Na mesma semana em que os clubes de Porto Alegre obtiveram autorização para trabalhos coletivos, a vizinha Santa Catarina tem incertezas sobre seu estadual. Final no Rio de Janeiro teve jogador do Fluminense afastado de última hora por teste positivo do novo coronavírus.
Na última quarta-feira o Catarinense teve sua volta comemorada pelos amantes do futebol no nosso estado vizinho, a Chapecoense venceu o Avaí por 2×0 com direito a torcida virtual na Arena Condá. Após o jogo, surpreendam-se, 14 jogadores do Verdão do Oeste foram confirmados com coronavírus, um deles em estado grave no hospital. O atacante Roberto está internado em Chapecó e classificou o vírus como o maior desafio de sua vida.
No Rio de Janeiro o atacante Wellington Silva do Fluminense foi diagnosticado com covid-19 poucas horas antes de entrar em campo diante do Flamengo. E os seus colegas que estavam treinando com ele durante a semana? Não haveria risco de novas contaminações no FlaFlu? Mais uma vez a imprudência falou mais alto e a partida ocorreu normalmente.

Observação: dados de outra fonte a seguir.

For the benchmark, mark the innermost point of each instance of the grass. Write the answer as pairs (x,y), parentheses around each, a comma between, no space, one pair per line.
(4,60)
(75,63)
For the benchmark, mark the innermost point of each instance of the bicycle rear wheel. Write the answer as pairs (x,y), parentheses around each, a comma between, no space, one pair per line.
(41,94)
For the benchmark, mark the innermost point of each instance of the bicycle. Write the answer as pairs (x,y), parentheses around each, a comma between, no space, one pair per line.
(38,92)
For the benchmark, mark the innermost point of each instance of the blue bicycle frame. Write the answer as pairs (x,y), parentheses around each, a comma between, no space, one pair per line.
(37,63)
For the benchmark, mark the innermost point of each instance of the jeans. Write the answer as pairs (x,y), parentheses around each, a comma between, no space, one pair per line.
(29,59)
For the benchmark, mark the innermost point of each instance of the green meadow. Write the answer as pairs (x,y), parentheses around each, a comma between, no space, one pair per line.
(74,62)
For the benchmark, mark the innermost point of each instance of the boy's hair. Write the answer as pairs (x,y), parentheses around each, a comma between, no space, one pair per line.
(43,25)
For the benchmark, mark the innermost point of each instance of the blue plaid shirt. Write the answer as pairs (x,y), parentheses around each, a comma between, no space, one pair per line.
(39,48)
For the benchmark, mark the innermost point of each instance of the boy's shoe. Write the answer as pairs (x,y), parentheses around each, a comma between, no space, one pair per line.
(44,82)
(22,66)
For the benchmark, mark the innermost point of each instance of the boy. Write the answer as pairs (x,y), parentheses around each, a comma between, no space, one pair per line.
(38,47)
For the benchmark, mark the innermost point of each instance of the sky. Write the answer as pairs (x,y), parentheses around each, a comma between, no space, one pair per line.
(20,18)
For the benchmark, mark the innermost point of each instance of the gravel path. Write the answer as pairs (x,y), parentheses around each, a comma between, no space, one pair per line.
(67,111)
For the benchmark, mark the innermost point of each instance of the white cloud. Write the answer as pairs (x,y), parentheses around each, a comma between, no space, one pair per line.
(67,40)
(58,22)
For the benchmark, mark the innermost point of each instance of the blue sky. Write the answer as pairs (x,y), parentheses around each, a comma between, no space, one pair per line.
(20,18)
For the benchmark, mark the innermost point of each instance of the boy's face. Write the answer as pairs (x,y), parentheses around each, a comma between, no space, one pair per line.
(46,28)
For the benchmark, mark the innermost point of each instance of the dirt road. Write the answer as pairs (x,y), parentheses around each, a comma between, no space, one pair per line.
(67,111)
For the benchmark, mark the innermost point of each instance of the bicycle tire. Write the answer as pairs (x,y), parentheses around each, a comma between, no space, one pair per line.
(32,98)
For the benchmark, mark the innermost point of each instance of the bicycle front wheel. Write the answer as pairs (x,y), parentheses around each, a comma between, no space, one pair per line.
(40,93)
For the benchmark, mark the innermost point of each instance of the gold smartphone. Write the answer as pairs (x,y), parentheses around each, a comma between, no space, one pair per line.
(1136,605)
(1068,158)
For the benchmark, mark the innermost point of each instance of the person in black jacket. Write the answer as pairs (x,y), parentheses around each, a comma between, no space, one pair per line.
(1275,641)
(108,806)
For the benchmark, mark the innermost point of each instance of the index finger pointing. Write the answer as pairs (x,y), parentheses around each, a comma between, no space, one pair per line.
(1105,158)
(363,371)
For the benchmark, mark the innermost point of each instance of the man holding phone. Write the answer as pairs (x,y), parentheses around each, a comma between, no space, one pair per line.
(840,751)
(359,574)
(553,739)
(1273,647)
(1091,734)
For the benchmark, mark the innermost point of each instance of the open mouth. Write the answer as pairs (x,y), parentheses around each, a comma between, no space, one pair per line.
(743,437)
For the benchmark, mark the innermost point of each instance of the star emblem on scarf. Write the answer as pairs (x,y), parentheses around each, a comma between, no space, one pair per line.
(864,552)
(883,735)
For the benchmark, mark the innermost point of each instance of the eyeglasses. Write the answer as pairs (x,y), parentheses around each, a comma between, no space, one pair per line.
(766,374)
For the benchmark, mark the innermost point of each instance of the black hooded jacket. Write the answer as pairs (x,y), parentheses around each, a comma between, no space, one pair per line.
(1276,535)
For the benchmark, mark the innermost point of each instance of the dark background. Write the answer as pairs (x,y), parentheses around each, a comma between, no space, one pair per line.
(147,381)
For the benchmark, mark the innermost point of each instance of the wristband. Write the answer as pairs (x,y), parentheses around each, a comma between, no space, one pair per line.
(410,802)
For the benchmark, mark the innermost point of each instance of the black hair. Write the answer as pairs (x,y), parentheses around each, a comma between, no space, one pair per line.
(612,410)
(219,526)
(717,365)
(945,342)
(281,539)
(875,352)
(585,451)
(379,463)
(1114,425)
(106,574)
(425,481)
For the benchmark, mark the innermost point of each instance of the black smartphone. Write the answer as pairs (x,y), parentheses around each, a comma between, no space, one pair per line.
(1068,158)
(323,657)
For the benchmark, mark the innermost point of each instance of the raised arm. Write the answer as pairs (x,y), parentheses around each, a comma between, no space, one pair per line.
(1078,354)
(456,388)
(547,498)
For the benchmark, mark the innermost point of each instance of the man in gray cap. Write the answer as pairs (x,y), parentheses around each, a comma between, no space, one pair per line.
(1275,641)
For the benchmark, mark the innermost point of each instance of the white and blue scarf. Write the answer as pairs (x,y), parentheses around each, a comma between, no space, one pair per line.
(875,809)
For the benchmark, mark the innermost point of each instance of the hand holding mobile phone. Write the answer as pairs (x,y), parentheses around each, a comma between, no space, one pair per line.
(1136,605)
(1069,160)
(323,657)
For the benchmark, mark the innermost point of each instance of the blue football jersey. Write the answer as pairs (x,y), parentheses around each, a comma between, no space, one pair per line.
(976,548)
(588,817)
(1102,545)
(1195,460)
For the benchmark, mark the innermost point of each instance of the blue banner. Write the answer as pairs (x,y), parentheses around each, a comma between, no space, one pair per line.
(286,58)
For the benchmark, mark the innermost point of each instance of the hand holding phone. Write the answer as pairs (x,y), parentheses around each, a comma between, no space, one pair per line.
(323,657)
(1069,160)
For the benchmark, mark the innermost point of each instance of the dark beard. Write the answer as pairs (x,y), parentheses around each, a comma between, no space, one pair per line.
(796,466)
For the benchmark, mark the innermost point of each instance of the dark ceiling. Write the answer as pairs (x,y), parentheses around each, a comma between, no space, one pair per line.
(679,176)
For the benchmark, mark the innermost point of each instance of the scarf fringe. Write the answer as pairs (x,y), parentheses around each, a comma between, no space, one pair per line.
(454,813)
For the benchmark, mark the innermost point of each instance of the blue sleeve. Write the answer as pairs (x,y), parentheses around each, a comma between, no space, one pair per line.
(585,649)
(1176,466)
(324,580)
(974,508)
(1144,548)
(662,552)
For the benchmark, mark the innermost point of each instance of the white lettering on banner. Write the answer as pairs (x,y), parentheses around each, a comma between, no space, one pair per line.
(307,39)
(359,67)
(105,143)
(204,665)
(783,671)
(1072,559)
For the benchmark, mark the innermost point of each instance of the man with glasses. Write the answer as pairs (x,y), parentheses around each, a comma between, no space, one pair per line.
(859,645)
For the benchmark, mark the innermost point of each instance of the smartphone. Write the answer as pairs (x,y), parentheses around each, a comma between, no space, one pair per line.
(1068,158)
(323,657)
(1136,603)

Estes fatos apenas mostram que ainda não estamos em condições sanitárias para o retorno do futebol, por mais que tenhamos rígidos protocolos de segurança, não existe garantia para a saúde dos envolvidos. Não são apenas os jogadores, dirigentes e arbitragem também correm um grande risco, em Santa Catarina três árbitros foram contaminados após a rodada da última semana.
Entendo que necessitamos de planejamento e datas na mesa, no entanto como nosso país ainda está no ápice da pandemia, deveríamos resguardar os profissionais. Pensando em Libertadores, a solução mais segura seria o confinamento e disputa do restante da competição em uma sede única. Uruguai, Paraguai talvez, onde não haja um grande risco de contágio.
O Brasil por suas extensões continentais ainda precisa ter um pouco mais de paciência para que logo possamos voltar a ter nosso esporte favorito de volta. Com emoção e principalmente saúde e segurança. Os clubes e autoridades precisam pensar nisso antes de forçar qualquer tipo de competição em um calendário que já deveria estar em sua reta final.